I still think EditViewController.enableTailing(**bool** ) is correct. Because it is not just enableTailing(). Parameter is important here. Without parameter, it means what you are saying: enable tailing. In my case it takes a bool. So I would read it as "Enable tailing. Yes or no?".

If you want me to separate enable and disable I would have to do something like

bool tailChangedInCore = <reply from core>
if tailChangedInCore
    EditViewController.enableTailing()
else
    EditViewController.disableTailing()
EditViewController.enableTailing() {
    self.isTailEnabled = true
}
EditViewController.disableTailing() {
    self.isTailEnabled = false
}

If this is what you want, I would be happy to make the change. If not, let me know what you think. Sorry about long comment. I hope Im not going off on a tangent.

nangtrongvuon commented 4 years ago

My main problem with this:

document.xiCore.toggleTailConfig(identifier: document.coreViewIdentifier!, enabled: !self.isTailEnabled)

Is that you begin to mutate state in a method's argument which I think reads really weird. It doesn't produce the wrong results, but it's also something I'm not okay with seeing in a codebase, since it makes following this code hard and also makes it less maintainable.

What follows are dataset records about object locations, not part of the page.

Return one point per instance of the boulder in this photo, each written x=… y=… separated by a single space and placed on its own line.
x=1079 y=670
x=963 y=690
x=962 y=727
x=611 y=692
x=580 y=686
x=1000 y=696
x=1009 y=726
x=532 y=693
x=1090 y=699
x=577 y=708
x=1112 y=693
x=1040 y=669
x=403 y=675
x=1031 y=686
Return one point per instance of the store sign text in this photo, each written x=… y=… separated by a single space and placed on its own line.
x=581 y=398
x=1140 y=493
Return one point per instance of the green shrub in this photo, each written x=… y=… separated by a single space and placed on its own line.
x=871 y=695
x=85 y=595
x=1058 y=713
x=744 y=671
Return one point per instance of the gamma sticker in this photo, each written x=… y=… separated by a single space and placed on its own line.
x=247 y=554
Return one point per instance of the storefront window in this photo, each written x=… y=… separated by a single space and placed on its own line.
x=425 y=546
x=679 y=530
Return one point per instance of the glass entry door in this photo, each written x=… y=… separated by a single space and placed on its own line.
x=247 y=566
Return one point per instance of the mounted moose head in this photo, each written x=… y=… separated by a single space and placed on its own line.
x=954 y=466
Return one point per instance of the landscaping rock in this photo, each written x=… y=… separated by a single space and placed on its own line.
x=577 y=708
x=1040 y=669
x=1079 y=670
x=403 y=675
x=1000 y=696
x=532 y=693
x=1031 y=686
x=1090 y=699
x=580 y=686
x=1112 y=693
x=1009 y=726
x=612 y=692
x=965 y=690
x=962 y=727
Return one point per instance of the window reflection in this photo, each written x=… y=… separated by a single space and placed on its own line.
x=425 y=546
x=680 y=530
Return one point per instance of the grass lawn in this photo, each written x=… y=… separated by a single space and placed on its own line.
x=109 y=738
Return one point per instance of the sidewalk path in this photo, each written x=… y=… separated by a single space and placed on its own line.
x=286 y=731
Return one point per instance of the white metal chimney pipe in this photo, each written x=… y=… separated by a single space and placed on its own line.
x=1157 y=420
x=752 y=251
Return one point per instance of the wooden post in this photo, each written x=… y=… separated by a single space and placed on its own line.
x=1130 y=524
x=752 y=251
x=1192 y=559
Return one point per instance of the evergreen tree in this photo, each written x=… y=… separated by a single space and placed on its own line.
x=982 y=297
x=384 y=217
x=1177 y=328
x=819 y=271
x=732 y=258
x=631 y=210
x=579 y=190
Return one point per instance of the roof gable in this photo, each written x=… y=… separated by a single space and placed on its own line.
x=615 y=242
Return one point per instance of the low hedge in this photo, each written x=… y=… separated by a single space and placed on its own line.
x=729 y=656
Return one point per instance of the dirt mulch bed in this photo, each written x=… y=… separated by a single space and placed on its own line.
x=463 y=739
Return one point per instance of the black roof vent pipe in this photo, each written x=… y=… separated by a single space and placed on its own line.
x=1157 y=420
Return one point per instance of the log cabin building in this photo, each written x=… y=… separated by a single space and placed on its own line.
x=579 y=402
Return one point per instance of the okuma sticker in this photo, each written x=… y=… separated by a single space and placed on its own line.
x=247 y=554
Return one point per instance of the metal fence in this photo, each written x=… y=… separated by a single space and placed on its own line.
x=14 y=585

I'm also not a fan of using this frontend boolean to determine behavior of core. I believe this is a code smell, and core should be able to maintain which views are currently being tailed. The frontend doesn't really need to control this state, at most it should only communicate that state to the user (for xi-mac, this should be the isTailEnabled boolean), so they know that their file is being tailed and not in an editing state.

So in conclusion, I wouldn't split it into enable and disable, but I would just have a toggleTailing without passing enabled that will toggle tailing state for a view. If it worked and the state changed, cool, we should tell this to the user by changing isTailEnabled. If not, then all is fine, just keep the current frontend state.